Development of an Ionic Liquid@Metal-Based Nanocomposite-Loaded Hierarchical Hydrophobic Surface to the Aluminum Substrate for Antibacterial Properties.

Designing biomaterials and substrates possessing antibacterial properties is a growing field nowadays. In this context, we have developed benzimidazolium ionic liquids ILs-1(a-d)- based metal hybrid nanocomposites using various metals such as silver (Ag), gold (Au), and copper (Cu), which were fully characterized by various techniques. Their morphology, elemental composition, crystallinity, and size were studied by scanning electron microscopy (SEM), energy-dispersive X-ray spectroscopy, powder X-ray diffraction, and dynamic light scattering, respectively. Further, the prepared ionic liquids ILs-1(a-d) and ionic liquid@metal composites were screened for their antibacterial potential against Gram-positive and Gram-negative pathogenic microorganisms via the colony forming unit assay, and their minimum inhibitory concentrations (MICs) were also evaluated. The results obtained from preliminary antibacterial screening demonstrated that these ionic liquid@metal nanocomposites IL-1d@M (M = Ag, Cu, and Au) exhibited potent antibacterial activity in comparison to the ionic liquids ILs-1(a-d) . In particular, the ionic liquid@silver nanocomposites ( IL-1d@Ag ) showed the most potent activity against both E. coli and S. aureus bacterial strains with MIC = 12 ± 2 and 08 ± 2 μg/mL, respectively.
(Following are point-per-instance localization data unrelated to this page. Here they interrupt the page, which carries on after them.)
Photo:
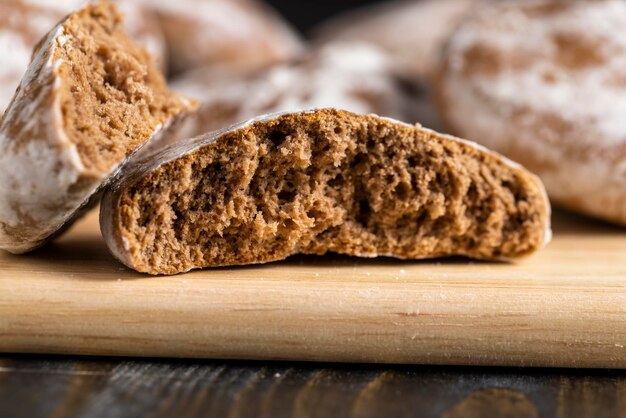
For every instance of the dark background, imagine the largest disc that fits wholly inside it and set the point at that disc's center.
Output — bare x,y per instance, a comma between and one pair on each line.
304,14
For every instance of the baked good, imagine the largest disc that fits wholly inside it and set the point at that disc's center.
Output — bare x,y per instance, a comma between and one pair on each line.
413,32
544,82
24,22
320,181
90,97
352,76
234,34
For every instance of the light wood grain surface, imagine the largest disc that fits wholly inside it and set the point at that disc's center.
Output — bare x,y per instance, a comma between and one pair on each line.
565,307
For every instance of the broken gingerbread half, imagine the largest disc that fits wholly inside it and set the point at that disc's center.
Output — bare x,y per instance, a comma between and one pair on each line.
315,182
89,99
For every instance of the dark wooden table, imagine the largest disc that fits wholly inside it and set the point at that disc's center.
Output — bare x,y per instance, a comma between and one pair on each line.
32,386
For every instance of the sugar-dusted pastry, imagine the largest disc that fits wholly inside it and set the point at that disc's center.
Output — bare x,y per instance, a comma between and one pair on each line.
544,82
352,76
413,32
234,34
24,22
316,182
90,98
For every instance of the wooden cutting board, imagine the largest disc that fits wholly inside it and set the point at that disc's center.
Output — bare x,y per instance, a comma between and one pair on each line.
565,307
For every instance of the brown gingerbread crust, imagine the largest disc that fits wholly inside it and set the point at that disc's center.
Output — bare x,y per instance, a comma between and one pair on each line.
323,181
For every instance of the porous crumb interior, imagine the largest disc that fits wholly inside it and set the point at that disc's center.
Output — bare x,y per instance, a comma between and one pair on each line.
329,181
112,97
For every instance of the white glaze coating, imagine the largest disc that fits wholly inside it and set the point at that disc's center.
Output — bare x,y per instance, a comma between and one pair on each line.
556,100
413,32
171,144
44,184
38,165
32,19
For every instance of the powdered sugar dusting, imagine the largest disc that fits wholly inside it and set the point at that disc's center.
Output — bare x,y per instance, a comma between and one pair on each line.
546,85
351,76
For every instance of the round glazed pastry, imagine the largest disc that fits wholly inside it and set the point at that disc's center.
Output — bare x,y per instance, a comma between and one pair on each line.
89,99
351,76
235,34
544,82
412,32
24,22
315,182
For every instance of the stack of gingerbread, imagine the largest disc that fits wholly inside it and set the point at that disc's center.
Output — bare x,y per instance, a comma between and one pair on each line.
218,136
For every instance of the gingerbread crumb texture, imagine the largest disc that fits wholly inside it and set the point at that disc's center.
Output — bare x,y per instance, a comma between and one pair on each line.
90,97
323,181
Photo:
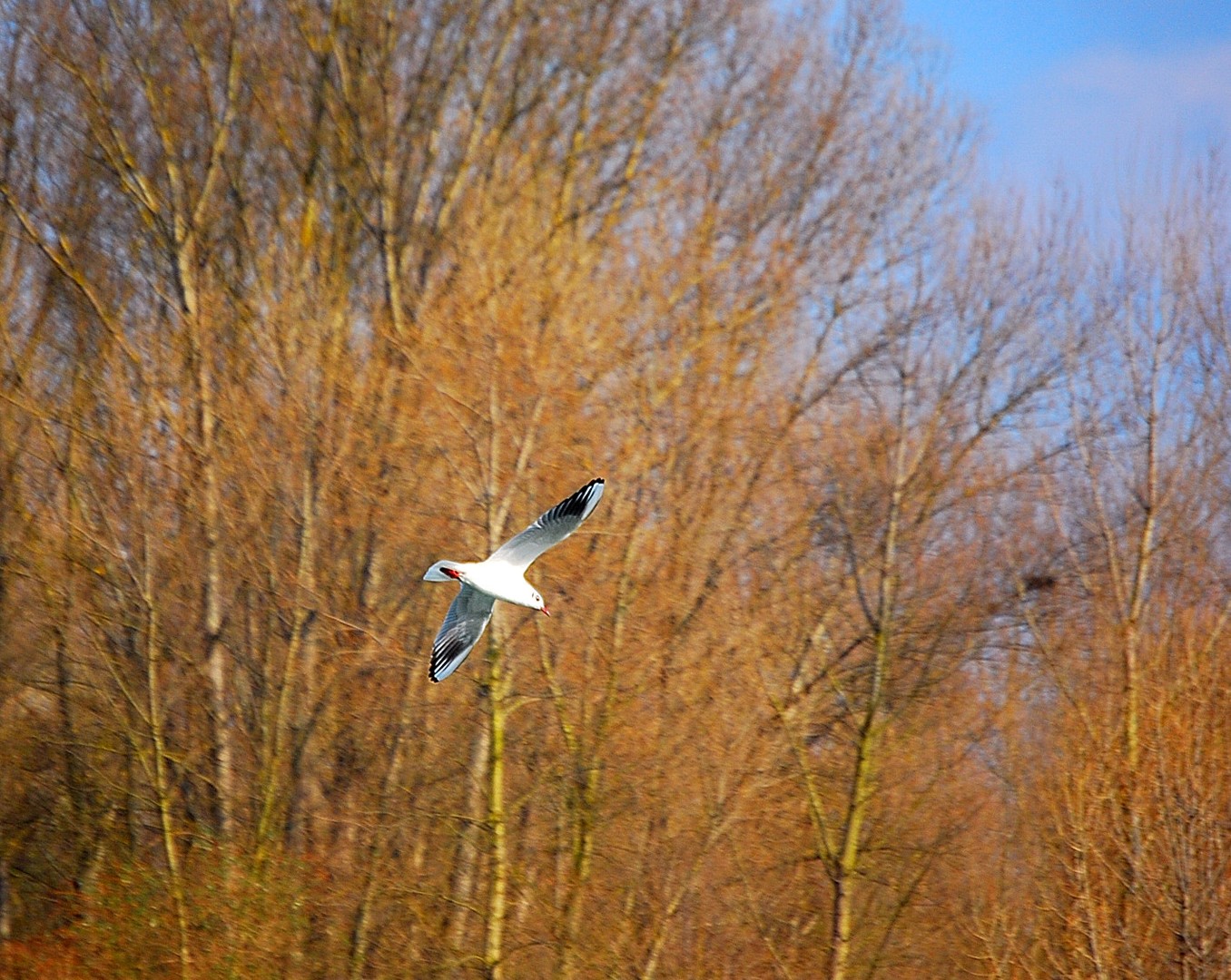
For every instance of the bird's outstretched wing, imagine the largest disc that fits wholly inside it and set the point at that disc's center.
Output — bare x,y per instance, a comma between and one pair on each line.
550,528
463,625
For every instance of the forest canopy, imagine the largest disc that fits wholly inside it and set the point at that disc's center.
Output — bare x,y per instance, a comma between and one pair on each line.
898,646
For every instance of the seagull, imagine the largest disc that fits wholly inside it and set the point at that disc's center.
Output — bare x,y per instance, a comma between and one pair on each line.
502,575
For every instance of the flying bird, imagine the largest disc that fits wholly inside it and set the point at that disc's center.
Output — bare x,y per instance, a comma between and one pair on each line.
502,575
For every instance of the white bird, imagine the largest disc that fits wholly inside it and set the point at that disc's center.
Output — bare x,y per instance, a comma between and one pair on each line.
502,575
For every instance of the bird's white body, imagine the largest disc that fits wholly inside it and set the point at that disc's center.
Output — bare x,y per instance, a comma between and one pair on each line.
501,576
495,579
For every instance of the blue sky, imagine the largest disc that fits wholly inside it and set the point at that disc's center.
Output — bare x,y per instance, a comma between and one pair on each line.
1083,86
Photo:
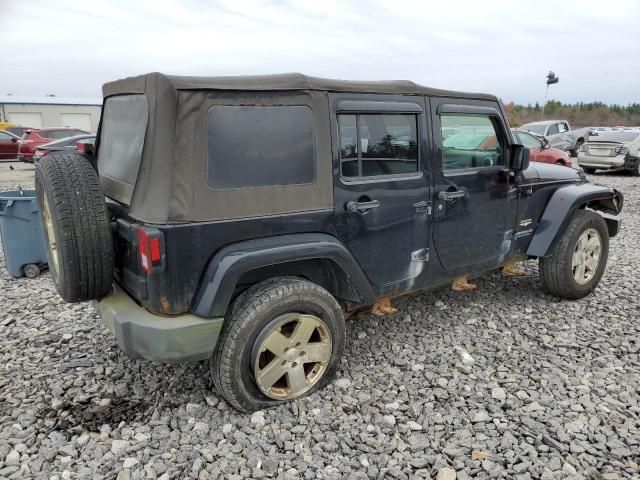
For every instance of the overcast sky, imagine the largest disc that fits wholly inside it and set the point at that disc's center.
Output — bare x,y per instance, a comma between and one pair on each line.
71,47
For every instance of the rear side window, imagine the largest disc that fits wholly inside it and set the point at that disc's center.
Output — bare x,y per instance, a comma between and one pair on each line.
122,131
260,146
373,145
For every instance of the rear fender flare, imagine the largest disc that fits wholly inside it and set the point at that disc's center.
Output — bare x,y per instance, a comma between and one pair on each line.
561,208
227,266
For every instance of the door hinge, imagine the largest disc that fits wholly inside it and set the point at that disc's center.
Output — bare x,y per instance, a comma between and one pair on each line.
423,207
421,255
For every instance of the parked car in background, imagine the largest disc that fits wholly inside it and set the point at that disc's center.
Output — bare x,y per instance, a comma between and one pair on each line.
540,150
66,144
612,151
8,145
559,134
17,130
31,139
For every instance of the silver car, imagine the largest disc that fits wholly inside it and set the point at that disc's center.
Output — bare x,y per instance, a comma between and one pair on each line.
611,151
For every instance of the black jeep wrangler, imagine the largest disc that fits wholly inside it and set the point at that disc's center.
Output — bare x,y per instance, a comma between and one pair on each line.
240,219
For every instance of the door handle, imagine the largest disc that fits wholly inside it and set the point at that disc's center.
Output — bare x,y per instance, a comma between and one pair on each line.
361,207
451,195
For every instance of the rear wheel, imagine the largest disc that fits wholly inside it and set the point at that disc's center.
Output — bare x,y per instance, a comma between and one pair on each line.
283,340
578,260
76,226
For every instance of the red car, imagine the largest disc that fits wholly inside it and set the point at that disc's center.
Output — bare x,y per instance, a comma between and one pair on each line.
8,145
33,138
540,150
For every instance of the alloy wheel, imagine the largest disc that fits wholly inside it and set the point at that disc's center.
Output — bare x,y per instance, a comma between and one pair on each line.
291,355
586,256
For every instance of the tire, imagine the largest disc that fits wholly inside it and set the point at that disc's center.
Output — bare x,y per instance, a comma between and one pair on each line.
76,226
253,317
557,270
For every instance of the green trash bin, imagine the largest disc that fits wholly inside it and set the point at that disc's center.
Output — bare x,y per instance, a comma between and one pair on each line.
21,233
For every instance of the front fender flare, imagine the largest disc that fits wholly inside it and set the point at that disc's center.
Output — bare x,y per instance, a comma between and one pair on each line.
561,207
227,266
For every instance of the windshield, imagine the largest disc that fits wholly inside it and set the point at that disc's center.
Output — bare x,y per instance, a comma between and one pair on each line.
539,129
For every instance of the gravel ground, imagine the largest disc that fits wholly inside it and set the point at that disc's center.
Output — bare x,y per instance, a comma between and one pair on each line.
503,382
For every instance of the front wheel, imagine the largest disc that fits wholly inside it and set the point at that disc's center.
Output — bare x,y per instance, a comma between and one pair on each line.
578,260
282,340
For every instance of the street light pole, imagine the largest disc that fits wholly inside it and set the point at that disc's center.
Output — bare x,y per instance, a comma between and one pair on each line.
551,79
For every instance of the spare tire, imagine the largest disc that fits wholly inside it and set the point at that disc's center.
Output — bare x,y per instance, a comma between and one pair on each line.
76,226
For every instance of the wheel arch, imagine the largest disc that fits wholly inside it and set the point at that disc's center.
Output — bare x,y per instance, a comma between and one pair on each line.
562,206
319,258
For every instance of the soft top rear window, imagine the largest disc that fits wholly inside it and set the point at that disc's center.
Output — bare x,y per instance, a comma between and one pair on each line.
122,131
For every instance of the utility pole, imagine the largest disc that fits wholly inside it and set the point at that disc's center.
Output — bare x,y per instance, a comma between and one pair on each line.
551,79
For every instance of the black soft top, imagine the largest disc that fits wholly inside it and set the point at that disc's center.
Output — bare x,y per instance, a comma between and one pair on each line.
169,183
284,81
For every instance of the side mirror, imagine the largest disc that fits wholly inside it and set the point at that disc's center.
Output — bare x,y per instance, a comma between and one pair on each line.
519,157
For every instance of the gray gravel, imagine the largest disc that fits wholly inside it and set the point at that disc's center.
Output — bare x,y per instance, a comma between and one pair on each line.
503,382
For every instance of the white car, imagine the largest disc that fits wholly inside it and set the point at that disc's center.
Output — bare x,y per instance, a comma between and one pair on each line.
611,151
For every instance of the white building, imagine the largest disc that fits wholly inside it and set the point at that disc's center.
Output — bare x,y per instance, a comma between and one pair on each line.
43,112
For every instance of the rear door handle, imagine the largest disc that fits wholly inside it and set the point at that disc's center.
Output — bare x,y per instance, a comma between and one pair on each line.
451,195
361,207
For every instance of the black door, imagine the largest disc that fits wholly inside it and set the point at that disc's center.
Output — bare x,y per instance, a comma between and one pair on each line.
475,199
380,189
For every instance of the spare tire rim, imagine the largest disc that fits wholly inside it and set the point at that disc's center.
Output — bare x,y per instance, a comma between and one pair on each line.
586,256
291,355
51,236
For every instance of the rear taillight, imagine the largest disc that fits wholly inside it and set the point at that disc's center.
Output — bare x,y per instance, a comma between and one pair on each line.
621,151
150,249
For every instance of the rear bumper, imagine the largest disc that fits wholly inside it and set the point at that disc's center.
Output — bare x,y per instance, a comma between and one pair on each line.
141,334
604,163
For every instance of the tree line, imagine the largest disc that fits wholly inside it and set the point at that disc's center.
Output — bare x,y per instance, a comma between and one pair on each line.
593,114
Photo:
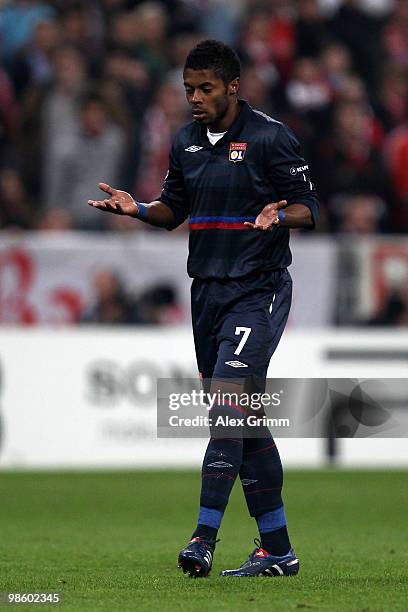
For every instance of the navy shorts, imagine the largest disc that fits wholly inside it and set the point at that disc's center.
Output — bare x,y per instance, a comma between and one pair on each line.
237,324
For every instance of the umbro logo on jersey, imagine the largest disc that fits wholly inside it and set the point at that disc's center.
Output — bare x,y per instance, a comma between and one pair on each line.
236,364
219,464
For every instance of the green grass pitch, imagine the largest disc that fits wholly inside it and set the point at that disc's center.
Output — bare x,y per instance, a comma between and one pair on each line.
109,541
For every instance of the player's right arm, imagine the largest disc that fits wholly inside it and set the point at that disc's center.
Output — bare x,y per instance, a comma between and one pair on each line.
168,211
121,203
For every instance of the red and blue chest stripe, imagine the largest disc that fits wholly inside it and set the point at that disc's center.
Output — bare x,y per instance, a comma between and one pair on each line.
201,223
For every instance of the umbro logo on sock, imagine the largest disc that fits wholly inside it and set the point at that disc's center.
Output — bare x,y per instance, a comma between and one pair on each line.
236,364
219,464
247,481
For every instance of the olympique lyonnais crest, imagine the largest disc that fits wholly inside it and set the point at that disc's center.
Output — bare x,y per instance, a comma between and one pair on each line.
237,151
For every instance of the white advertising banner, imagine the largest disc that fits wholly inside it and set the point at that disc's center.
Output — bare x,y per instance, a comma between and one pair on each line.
47,278
85,398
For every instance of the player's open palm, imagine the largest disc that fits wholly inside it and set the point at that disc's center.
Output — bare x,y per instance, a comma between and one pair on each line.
268,217
119,202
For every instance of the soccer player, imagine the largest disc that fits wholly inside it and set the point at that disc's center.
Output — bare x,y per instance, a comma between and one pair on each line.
240,178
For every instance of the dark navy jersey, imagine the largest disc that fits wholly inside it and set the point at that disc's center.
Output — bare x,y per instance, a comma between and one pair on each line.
219,187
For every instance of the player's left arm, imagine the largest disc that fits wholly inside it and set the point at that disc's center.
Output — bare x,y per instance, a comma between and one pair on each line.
288,172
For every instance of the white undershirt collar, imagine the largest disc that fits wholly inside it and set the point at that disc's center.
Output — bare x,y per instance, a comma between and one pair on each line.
214,137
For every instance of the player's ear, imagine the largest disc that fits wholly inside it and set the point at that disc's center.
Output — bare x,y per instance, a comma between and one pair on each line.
233,87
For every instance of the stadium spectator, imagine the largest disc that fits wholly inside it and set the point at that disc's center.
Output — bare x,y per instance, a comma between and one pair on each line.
396,156
361,214
32,65
111,305
161,123
16,210
310,63
17,24
98,149
350,160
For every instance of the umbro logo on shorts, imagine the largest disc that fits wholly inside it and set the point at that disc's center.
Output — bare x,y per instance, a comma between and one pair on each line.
219,464
236,364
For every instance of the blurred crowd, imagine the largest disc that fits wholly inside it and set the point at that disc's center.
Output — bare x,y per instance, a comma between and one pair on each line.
93,91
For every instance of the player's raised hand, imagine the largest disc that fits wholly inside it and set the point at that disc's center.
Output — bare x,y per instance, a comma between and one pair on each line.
268,217
119,202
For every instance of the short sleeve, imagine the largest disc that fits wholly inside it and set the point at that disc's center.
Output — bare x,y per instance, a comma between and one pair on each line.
174,192
289,172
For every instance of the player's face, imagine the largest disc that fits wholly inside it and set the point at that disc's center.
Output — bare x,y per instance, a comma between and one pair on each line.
209,97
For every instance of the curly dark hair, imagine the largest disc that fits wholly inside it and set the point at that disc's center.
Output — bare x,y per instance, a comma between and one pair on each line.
214,55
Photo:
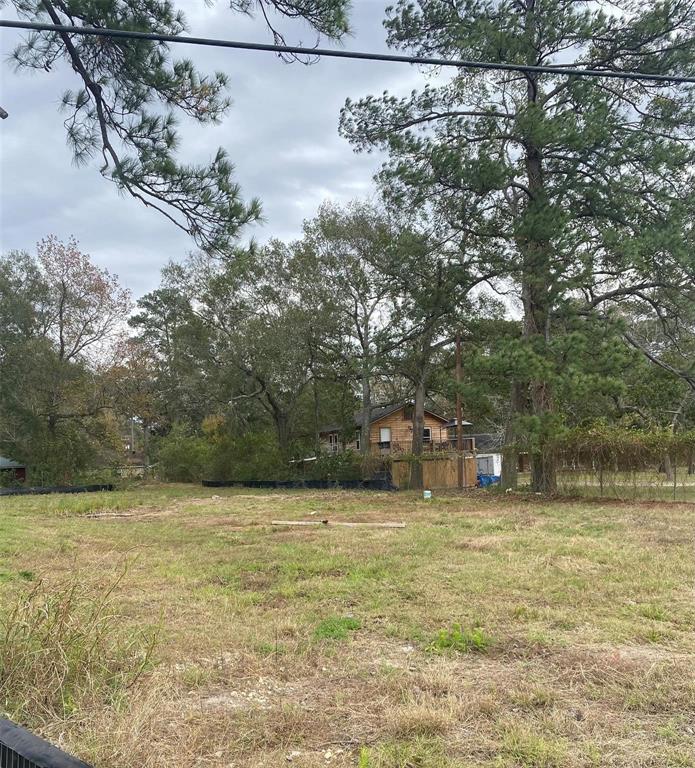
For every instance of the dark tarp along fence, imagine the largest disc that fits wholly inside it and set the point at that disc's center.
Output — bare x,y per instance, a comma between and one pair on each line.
55,489
380,482
21,749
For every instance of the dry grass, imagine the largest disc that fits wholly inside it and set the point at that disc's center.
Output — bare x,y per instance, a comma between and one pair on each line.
318,647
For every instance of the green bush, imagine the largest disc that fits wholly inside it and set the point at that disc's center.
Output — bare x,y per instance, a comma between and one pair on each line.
181,456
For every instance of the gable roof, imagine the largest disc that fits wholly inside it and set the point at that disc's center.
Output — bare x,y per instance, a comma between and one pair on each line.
379,412
10,464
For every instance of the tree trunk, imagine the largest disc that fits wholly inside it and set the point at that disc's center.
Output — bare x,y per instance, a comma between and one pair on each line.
416,474
536,252
667,466
145,448
282,426
510,450
365,417
317,426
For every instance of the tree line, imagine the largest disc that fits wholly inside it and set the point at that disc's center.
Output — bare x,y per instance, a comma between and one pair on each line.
546,218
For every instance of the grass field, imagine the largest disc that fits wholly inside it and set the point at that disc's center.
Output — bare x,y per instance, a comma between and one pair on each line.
491,631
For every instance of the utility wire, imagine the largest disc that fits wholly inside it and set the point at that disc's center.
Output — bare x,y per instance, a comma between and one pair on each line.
338,54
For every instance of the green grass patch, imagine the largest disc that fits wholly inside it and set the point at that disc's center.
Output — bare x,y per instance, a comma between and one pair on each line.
336,628
473,640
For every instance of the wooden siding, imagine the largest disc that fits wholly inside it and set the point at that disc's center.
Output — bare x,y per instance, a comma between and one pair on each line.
401,433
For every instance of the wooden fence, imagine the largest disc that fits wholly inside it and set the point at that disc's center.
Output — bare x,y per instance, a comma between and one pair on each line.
440,472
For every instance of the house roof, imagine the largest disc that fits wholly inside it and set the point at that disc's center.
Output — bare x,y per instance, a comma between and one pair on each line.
10,464
464,423
378,412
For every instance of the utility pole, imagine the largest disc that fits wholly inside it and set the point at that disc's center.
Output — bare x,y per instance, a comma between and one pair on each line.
459,416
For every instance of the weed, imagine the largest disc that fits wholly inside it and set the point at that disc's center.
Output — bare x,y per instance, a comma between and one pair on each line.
459,639
60,647
654,612
336,628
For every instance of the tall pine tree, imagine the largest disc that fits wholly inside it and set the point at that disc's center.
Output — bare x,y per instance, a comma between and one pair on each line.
582,185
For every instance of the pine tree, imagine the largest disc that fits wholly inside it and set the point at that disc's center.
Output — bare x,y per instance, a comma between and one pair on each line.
123,112
582,186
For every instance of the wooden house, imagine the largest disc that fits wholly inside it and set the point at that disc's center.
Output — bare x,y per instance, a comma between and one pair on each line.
391,431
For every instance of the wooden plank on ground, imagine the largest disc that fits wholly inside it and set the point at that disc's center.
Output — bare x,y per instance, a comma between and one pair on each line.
331,522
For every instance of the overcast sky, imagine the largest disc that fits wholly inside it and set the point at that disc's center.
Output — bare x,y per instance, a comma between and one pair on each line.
281,134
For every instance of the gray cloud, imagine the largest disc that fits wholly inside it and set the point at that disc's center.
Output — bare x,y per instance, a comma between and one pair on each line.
281,134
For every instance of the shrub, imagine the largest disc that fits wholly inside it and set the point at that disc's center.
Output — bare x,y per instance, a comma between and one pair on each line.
62,648
181,456
461,640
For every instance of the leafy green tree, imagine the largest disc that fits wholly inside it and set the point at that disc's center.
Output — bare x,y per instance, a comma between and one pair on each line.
349,256
581,186
61,317
123,109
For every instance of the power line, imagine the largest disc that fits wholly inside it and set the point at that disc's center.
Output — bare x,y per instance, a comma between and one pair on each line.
338,54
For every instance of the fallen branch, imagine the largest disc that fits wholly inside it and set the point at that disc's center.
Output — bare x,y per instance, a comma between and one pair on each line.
345,525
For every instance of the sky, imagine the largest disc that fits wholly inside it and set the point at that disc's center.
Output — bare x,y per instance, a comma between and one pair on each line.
281,134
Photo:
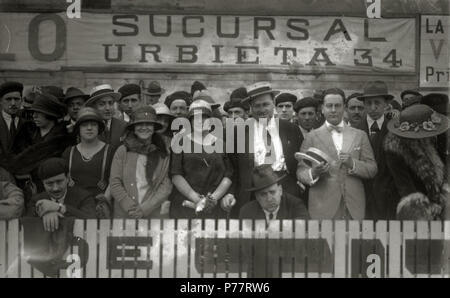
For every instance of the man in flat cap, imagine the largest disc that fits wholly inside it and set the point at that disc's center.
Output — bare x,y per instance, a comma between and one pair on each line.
285,106
10,120
59,199
129,101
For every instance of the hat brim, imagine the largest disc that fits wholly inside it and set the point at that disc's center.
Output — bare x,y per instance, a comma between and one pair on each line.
156,124
267,185
154,93
248,99
115,95
386,96
443,127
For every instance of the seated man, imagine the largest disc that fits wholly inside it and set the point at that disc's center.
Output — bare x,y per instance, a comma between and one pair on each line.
59,199
271,203
11,200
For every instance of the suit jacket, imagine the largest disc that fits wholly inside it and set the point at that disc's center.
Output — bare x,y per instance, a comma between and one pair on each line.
379,189
114,137
339,183
243,163
6,142
79,203
290,208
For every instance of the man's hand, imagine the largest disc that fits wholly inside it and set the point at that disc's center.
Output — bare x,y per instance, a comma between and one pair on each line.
346,160
136,212
319,169
44,206
228,201
51,221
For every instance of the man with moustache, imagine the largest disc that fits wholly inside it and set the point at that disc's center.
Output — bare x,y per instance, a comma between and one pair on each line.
336,188
102,99
355,110
274,142
10,120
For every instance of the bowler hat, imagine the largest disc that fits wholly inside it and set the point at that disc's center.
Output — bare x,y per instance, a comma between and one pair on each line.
263,176
72,93
129,89
48,105
89,114
9,87
285,97
375,89
101,91
305,102
258,89
154,88
146,114
418,121
312,156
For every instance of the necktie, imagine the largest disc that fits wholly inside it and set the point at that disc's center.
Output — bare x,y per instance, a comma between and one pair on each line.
335,128
12,128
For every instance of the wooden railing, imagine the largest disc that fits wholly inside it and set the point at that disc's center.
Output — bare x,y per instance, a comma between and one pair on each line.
209,248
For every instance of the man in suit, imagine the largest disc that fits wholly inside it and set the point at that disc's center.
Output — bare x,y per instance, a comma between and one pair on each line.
336,188
376,99
271,141
59,199
10,120
271,202
102,99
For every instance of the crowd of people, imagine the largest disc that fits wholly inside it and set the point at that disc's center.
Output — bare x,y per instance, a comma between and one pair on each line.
109,154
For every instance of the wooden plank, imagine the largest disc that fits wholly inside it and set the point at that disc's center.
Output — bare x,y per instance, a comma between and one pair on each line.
144,251
195,265
233,248
221,248
117,231
408,235
3,238
13,249
383,236
354,263
247,249
313,262
340,243
436,235
168,246
103,234
155,251
182,248
326,253
423,250
395,246
260,250
288,249
300,249
130,231
91,238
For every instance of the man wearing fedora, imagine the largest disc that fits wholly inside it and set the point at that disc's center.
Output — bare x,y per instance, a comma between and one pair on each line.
10,120
129,101
271,202
376,99
274,142
336,188
102,99
153,93
74,99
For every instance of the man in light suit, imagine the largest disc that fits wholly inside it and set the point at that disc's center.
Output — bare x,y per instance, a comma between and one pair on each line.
336,189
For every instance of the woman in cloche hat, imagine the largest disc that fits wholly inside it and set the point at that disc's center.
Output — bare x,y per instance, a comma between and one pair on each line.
420,182
90,160
139,179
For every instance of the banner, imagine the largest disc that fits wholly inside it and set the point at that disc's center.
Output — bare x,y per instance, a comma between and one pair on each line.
197,42
434,51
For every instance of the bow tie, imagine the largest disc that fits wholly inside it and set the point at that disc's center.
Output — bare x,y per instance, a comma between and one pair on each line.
334,127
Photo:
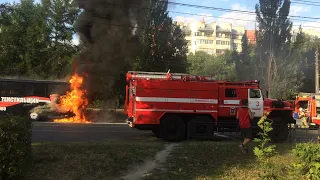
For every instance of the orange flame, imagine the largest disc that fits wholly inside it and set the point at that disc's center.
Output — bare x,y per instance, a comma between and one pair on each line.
74,101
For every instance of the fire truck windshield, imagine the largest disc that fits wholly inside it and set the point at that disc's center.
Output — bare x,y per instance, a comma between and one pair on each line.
255,93
303,104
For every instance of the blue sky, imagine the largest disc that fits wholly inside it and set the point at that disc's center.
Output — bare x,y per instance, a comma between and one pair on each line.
237,19
241,19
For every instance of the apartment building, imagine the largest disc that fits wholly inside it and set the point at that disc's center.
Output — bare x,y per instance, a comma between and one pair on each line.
212,38
251,35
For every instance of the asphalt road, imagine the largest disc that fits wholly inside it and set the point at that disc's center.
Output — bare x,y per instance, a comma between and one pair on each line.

The mechanism of action for antibacterial activity of IL-1d@Ag nanocomposites was investigated through generation of 1 O 2 (ROS), whereas the morphology of treated pathogenic bacteria was examined through atomic force microscopy and SEM. Furthermore, to utilize this developed material IL-1d@Ag in biomedical applications, the prepared ionic liquid material was fabricated onto a microstructured aluminum (Al) substrate with hierarchically arranged functionalities, and the modified surface was characterized and also evaluated for antibacterial activity. Moreover, the hydrophobicity of the material coated onto the Al substrate was also measured by static water contact angle measurement, which reveals its improved hydrophobic character. Thus, the developed hierarchical hydrophobic coating material possessing long-term antibacterial activity on an Al substrate may minimize the wetting by biological secretions and also prevent the substrate from corrosion.